Cancer patients and survivors attend Camp Bluebird

Cancer patients and survivors attend Camp Bluebird

HATTIESBURG, MS (WDAM) - Dozens of cancer survivors and patients are spending the weekend outdoors at Camp Bluebird.

Camp Bluebird was the first camp for adult cancer patients and survivors in Mississippi.  In its 28th year, this year's theme is "There's no place like Bluebird."

Faye Johnson, a three-year cancer survivor, said the weekend has been a blessing.

"It blesses my soul, because I'm here with people just like me," said Johnson.  "It can come back, so when you get here, you forget about everything."

This two and one-half day camp is held at Paul B. Johnson State Park and includes recreational activities, social events, devotional and educational opportunities designed to minister to the whole person with fun and fellowship.

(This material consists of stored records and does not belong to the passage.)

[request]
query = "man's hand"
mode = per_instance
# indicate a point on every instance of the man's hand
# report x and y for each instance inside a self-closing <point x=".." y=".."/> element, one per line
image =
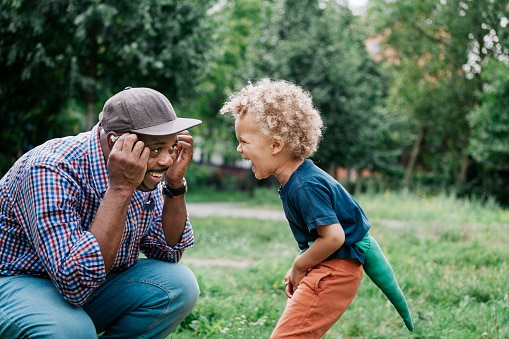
<point x="127" y="162"/>
<point x="181" y="159"/>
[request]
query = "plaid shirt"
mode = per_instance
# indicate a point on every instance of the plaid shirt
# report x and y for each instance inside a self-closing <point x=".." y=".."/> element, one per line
<point x="48" y="201"/>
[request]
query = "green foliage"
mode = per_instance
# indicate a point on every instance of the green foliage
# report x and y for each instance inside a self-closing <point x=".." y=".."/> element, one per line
<point x="489" y="142"/>
<point x="54" y="53"/>
<point x="436" y="51"/>
<point x="449" y="255"/>
<point x="320" y="46"/>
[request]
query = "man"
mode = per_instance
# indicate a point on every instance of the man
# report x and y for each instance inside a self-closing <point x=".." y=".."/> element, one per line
<point x="76" y="212"/>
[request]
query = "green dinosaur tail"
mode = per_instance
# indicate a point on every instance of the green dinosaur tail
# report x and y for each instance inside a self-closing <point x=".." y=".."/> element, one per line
<point x="380" y="271"/>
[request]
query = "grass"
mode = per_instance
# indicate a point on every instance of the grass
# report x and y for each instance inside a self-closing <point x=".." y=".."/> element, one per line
<point x="450" y="256"/>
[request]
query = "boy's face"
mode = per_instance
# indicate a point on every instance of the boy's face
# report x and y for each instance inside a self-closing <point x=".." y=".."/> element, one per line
<point x="254" y="146"/>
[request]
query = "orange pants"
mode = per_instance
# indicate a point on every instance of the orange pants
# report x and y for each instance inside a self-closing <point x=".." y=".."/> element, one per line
<point x="320" y="299"/>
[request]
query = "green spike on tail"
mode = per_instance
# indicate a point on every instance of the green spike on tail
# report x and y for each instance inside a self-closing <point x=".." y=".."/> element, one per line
<point x="380" y="271"/>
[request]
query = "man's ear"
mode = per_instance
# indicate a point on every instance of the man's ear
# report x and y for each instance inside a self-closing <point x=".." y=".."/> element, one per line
<point x="277" y="145"/>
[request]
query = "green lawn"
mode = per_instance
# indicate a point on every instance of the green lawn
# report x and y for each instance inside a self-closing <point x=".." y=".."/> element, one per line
<point x="450" y="256"/>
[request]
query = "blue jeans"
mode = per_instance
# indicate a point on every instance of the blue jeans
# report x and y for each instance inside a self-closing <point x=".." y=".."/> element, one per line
<point x="149" y="300"/>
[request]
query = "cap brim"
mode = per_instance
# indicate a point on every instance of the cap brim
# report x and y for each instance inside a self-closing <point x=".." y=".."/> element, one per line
<point x="171" y="127"/>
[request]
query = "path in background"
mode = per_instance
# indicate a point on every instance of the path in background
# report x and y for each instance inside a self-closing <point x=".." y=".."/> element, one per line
<point x="228" y="209"/>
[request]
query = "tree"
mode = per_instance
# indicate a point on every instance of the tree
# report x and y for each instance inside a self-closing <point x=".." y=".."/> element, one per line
<point x="54" y="53"/>
<point x="320" y="46"/>
<point x="438" y="49"/>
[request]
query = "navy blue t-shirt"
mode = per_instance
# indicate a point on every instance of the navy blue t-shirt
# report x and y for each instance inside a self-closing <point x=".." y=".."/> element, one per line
<point x="313" y="198"/>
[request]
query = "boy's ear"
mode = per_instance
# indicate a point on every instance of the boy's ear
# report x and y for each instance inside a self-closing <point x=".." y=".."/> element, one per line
<point x="277" y="144"/>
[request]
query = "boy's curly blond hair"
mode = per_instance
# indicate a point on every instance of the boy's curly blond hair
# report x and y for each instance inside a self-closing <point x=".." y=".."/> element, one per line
<point x="281" y="109"/>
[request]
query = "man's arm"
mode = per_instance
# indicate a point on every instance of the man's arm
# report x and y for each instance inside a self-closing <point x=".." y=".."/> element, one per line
<point x="127" y="164"/>
<point x="174" y="209"/>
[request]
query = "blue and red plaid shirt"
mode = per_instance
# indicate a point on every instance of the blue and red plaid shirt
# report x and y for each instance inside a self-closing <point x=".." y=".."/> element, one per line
<point x="48" y="201"/>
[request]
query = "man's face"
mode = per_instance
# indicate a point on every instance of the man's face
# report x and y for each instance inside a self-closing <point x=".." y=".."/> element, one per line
<point x="162" y="156"/>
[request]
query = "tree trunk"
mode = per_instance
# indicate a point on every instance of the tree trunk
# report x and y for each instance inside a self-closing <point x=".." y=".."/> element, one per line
<point x="413" y="157"/>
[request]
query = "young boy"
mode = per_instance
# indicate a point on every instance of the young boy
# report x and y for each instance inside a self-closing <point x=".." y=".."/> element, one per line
<point x="278" y="129"/>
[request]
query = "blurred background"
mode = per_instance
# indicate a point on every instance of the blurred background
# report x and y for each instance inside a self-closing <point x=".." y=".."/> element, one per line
<point x="414" y="93"/>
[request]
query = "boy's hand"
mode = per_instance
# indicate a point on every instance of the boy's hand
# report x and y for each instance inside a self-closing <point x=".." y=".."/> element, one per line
<point x="292" y="280"/>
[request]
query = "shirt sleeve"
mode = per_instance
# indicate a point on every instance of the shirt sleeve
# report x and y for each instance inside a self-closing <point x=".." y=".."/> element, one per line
<point x="313" y="202"/>
<point x="154" y="244"/>
<point x="52" y="215"/>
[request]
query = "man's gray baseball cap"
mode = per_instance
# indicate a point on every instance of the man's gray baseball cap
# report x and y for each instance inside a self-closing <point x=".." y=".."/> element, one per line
<point x="143" y="111"/>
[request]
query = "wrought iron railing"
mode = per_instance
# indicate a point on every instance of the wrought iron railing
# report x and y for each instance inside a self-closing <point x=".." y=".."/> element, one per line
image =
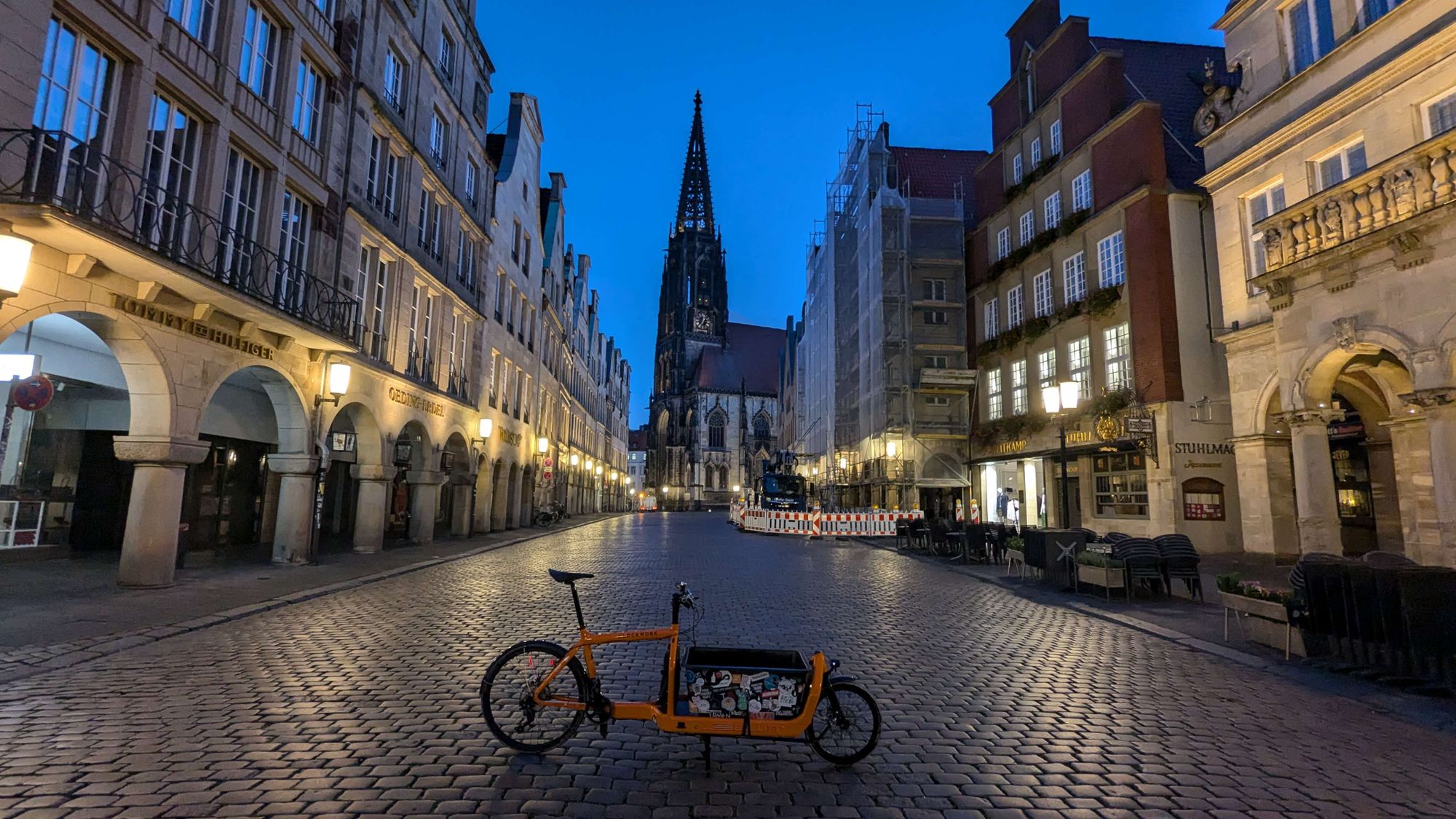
<point x="58" y="170"/>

Barbara Ford, a two-time breast cancer survivor, attended her first Camp Bluebird in 2006.  She has been a camp counselor ever since.

"This is Camp Bluebird, the most wonderful weekend for anyone who has ever had cancer," said Ford.  "I learned that you have to be able to turn off, to be thinking cancer all the time. But, you also need the support and the comradery of others that have gone that path."

The purpose of the camp is to promote a sense of well-being among campers, teach them how to live with cancer and cancer treatments and to provide a time of rest and relaxation. Camp Bluebird is staffed completely by volunteers, counselors, and healthcare personnel.

This year, there are 70 campers and 50 counselors.  Director Joe Marcello said the camp has grown every year.

"Let me mimic it to a treatment. This is an enjoyable treatment," said Marcello.  "You're not getting chemo, you're not getting radiation. You're having fun, you're eating good food and mingling with people. Dancing, doing arts and crafts, enjoying the beautiful weather and the beautiful park."

Marcello said there is a $35 tuition fee for campers, but if there is a camper who wants to attend and can't afford, he is able to fund it.

"I was first diagnosed in 2005, I had a brother to die in 2008 with cancer, my husband got cancer in 2012 and then I got it again in 2014," said Ford.  "We're still strong, thriving people. It's a horrible thing to go through, but you can do it."